Entrai una volta in una famiglia, durante il tempo di Natale, invitato a pranzo. E dopo il pranzo fui richiesto di dire una preghiera, assieme a tutti, davanti al presepio che era stato allestito. Quale fu la mia sorpresa nel vedere, appena che iniziai la preghiera, i due figlioletti uno di sei anni e l’altro di quattro, mettersi in ginocchio davanti al presepio, con le mani giunte, tanto che mi sentii di inginocchiarmi anch’io, e con me i due genitori, trascinati in ginocchio, tutti e tre noi adulti, da quei due piccoli bambini… Stupiti loro più di me, meravigliati davanti a Gesù Bambino loro più di me sacerdote!

E pensai: non è che io abbia perso un po’ il senso del Natale? che l’avvenimento del Verbo di Dio fatto uomo non sia più per me l’avvenimento per eccellenza, sorprendente; l’avvenimento più grande della storia e di ogni altro avvenimento che possa essere accaduto e che possa accadere nella storia? Sì, lo so a livello intellettuale: l’ho sentito dire, l’ho anche studiato sui libri, ma a livello esistenziale… quanto mi è presente a livello esistenziale? quanto incide nella mia vita?

La Chiesa ogni giorno fa suonare le sue campane tre volte, al mattino, a mezzogiorno e a sera, per ricordare l’Incarnazione del Verbo. Per la Chiesa l’Incarnazione del Verbo è un evento capitale: ha diviso la storia in due, ha portato Dio sulla terra, ha portato al mondo la salvezza. E io, sono figlio della Chiesa? ascolto la voce della Chiesa e la voce di quelle campane e, se posso, mi inginocchio e recito l’ “Angelus Domini”, “L’angelo del Signore portò l’annuncio a Maria… e il Verbo si fece carne e venne ad abitare in mezzo a noi”? Questa preghiera i nostri vecchi, i nostri avi, la recitavano con fede, interrompendo il lavoro; la recitavano in latino, e noi possiamo recitarla in italiano, a memoria e a lode del Dio venuto sulla terra. Non lasciamo cadere tutto ciò che la nostra antica fede e la tradizione possedevano come tesoro, come tesoro che univa i cuori a Dio!
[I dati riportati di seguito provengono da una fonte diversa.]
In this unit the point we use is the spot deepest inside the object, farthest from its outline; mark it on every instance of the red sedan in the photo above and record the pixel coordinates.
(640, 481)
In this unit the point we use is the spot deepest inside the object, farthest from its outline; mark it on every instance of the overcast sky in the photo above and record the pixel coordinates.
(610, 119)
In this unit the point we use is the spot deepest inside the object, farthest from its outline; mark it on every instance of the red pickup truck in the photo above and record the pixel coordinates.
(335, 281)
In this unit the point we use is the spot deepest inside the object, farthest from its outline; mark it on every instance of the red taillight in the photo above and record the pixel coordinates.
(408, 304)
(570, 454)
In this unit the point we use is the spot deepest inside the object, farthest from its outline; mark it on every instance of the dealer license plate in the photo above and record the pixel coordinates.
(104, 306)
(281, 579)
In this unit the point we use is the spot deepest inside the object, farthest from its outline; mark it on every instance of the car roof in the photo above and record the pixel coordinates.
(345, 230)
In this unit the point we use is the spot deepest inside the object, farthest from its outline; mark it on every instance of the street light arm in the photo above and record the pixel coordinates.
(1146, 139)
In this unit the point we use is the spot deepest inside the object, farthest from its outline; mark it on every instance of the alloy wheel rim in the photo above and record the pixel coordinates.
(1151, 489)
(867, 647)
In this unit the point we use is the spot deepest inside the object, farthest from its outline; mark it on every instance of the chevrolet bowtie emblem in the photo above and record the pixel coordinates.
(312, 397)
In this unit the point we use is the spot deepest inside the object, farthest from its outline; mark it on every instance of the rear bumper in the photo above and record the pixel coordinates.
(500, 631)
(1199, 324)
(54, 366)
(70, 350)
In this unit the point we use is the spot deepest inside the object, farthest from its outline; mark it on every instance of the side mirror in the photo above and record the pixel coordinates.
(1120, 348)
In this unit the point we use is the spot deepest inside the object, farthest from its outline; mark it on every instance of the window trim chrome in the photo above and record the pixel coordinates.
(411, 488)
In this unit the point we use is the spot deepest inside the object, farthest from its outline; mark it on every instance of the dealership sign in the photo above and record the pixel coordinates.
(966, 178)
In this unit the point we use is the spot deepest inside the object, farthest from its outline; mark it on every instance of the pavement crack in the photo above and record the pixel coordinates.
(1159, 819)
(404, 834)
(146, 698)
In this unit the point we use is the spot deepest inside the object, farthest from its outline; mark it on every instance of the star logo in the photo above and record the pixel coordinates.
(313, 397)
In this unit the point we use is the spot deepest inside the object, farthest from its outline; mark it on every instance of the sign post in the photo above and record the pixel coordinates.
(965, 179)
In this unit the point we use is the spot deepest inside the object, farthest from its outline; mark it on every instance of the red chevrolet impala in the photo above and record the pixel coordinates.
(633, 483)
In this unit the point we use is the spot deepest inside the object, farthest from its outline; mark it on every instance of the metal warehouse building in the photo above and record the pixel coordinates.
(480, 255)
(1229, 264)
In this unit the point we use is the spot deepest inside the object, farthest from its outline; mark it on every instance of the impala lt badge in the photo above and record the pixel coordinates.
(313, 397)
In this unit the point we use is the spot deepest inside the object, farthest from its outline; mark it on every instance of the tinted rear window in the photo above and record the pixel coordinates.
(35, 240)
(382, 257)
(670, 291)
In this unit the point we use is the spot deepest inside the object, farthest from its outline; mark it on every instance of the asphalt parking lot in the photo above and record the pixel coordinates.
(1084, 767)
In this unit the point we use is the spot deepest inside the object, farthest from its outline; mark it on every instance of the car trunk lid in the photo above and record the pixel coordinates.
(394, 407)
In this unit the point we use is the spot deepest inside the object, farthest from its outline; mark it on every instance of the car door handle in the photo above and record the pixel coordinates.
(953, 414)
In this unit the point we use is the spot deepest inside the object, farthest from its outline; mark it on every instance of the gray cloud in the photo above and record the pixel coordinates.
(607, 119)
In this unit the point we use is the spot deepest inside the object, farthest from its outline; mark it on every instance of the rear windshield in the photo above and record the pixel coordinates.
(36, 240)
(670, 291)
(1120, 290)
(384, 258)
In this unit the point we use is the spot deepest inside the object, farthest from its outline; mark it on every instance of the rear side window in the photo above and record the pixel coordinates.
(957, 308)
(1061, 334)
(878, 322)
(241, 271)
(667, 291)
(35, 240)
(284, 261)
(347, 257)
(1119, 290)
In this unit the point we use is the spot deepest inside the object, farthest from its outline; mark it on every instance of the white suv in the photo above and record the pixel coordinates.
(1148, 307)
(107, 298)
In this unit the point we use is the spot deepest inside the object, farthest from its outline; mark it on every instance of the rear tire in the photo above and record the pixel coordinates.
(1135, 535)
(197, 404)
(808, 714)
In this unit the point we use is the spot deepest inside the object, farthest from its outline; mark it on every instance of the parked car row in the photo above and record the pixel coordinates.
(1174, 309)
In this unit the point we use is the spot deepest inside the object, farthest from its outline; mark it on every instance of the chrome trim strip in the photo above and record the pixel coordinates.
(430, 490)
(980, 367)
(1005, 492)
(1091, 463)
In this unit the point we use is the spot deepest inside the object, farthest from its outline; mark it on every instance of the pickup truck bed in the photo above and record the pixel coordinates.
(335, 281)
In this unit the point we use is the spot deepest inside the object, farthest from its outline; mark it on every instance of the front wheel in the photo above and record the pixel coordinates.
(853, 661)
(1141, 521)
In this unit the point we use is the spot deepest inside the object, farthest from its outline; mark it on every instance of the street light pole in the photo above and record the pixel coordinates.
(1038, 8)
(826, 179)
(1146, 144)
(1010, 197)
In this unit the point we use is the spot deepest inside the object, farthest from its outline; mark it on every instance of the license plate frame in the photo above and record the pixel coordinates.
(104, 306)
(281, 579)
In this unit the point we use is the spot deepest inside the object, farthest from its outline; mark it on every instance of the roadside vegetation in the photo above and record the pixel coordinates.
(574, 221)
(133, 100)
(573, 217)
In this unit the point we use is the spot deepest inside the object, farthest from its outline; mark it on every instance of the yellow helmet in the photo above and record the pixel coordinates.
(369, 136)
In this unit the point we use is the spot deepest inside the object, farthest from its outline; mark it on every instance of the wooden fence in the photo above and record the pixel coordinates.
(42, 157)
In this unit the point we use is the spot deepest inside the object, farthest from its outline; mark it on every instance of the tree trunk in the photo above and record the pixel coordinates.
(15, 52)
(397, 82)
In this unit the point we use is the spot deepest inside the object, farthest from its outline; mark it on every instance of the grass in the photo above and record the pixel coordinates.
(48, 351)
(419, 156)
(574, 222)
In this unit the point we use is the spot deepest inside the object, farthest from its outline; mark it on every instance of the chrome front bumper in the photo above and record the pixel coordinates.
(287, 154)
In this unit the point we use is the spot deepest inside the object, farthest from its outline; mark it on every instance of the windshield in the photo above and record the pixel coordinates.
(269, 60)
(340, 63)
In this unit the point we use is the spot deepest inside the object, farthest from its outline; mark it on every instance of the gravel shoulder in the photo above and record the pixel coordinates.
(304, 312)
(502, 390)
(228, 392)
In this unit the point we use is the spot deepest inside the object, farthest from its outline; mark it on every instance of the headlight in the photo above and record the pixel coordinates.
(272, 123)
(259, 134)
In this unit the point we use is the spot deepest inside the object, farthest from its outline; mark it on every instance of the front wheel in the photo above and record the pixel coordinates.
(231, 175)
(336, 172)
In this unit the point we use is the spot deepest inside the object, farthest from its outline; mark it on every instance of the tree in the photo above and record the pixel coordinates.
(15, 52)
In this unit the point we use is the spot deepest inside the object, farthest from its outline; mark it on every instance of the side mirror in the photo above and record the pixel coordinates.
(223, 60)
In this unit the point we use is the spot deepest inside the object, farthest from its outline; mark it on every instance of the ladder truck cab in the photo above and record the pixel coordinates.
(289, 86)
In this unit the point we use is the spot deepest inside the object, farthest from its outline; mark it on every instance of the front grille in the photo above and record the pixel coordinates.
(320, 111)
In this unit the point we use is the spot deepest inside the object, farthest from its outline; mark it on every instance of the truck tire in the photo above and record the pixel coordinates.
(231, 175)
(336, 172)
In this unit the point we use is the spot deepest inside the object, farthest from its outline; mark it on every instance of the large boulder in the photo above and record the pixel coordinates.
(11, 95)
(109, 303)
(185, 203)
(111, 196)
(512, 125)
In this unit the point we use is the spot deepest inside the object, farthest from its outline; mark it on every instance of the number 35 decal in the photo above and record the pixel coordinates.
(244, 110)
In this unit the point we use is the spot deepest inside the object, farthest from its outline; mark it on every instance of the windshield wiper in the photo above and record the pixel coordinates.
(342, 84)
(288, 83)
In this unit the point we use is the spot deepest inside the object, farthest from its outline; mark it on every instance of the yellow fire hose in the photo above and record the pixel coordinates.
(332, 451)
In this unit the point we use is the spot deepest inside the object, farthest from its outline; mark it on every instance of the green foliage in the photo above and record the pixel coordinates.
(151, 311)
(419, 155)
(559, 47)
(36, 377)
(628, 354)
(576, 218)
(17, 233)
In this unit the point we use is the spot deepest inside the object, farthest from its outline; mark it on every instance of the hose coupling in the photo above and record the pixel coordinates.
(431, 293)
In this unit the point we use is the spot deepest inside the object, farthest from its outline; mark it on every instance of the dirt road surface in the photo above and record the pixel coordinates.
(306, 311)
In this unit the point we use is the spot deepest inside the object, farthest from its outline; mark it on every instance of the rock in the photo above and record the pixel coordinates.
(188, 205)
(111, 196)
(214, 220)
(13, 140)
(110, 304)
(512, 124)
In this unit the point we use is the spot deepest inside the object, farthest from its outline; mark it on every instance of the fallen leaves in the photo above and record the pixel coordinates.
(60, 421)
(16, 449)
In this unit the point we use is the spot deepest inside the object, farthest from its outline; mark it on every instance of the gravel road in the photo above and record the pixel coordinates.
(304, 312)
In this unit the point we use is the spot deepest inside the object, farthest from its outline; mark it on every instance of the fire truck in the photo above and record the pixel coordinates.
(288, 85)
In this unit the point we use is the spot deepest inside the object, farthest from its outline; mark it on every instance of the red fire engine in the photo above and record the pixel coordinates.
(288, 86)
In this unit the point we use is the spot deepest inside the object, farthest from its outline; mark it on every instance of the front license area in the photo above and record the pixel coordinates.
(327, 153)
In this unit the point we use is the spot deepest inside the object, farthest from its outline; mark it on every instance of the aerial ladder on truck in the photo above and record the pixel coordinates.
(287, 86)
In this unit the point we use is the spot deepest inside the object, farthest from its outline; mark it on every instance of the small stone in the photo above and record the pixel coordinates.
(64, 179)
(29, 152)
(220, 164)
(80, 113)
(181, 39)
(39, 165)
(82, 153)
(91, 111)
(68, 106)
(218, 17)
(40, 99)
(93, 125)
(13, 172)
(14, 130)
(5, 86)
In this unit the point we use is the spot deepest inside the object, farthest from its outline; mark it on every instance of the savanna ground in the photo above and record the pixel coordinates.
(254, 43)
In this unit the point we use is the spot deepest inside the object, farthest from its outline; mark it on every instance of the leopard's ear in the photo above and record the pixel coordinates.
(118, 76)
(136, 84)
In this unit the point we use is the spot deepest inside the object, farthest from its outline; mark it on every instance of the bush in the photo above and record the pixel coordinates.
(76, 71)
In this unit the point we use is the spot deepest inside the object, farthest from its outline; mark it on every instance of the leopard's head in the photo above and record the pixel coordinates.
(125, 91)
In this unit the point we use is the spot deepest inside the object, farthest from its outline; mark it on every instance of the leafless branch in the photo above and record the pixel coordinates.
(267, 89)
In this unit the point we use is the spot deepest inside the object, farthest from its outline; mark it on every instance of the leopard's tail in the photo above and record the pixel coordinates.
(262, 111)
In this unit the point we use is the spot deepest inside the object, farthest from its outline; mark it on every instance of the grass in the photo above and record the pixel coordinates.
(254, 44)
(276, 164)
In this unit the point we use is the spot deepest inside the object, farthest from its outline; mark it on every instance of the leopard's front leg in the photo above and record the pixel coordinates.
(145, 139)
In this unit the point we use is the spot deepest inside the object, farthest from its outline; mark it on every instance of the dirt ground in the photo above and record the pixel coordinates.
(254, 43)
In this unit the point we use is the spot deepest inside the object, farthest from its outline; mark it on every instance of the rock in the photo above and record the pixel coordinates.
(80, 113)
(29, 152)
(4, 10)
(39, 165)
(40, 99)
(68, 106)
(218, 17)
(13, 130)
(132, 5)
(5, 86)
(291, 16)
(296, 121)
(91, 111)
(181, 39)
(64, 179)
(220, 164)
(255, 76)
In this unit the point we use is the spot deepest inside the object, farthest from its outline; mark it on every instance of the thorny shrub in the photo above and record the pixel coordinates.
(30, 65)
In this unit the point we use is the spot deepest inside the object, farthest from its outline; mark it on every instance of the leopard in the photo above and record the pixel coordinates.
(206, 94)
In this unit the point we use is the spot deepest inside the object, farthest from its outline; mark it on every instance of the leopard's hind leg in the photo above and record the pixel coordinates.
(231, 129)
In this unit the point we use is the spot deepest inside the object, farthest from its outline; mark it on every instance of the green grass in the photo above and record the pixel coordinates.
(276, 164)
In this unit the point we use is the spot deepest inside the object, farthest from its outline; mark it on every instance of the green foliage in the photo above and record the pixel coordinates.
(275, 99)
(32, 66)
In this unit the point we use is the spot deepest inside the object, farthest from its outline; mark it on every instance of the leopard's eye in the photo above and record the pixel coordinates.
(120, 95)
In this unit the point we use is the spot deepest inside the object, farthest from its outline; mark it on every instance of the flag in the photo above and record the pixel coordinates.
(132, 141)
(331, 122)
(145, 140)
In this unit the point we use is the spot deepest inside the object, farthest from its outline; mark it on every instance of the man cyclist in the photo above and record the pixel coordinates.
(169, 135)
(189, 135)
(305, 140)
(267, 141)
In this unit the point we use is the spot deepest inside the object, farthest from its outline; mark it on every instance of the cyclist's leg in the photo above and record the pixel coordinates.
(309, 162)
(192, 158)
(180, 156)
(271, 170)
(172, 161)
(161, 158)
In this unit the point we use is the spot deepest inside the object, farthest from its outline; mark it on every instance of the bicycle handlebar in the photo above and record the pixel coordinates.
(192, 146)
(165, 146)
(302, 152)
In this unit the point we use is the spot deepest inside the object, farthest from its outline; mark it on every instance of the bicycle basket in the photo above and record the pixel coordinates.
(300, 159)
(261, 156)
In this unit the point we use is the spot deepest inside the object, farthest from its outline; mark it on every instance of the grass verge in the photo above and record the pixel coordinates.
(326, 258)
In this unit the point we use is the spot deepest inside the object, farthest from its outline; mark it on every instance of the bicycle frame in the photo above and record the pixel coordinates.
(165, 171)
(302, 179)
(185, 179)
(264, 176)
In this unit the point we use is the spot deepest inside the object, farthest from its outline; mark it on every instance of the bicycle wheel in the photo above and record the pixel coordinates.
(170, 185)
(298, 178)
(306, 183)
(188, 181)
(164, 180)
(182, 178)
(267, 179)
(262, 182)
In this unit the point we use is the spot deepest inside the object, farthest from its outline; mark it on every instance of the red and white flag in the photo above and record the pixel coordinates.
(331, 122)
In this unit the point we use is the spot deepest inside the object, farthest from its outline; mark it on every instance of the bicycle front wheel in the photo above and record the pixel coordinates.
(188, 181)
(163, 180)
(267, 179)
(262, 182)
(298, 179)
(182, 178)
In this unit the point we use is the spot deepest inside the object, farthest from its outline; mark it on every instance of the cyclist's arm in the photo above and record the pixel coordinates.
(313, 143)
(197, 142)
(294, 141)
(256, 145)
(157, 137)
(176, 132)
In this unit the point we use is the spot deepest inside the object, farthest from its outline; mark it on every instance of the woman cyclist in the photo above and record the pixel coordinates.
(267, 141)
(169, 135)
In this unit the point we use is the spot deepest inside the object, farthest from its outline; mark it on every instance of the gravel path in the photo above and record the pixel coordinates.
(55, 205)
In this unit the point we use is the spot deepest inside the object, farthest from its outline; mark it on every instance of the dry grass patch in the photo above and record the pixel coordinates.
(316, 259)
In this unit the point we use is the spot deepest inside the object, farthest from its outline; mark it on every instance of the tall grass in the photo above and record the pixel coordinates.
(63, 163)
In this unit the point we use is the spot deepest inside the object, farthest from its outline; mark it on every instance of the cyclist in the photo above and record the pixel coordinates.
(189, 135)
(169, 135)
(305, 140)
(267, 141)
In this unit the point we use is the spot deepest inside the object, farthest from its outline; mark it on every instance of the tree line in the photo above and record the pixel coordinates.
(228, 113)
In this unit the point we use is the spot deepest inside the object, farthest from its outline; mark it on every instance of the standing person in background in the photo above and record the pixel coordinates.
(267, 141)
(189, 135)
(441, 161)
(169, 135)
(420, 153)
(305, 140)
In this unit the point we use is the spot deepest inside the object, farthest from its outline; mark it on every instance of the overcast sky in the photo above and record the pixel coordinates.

Il Natale è la festa della gioia, la festa della pace, della salvezza, della fratellanza. E’ la festa che ci rivela il cuore di Dio, sceso uomo tra gli uomini per incontrare l’uomo e innalzarlo fino a sé, fino ad una dignità divina, fino a farlo ‘figlio di Dio’. L’evangelista Giovanni ci ha detto: “A quanti lo hanno accolto ha dato potere di diventare figli di Dio, a quelli che credono nel suo nome”.

Natale, festa straordinaria. Facciamola durare; facciamola durare tutti i giorni. Ecco la proposta: recitiamo ogni giorno, al suono dell’ ‘Ave Maria’, mattino, mezzogiorno e sera, la preghiera dell’ ‘Angelus’. Impariamola a memoria, restiamole fedeli. Sperimenteremo ogni giorno i doni del Natale, la presenza dell’Emmanuele, il Dio con noi.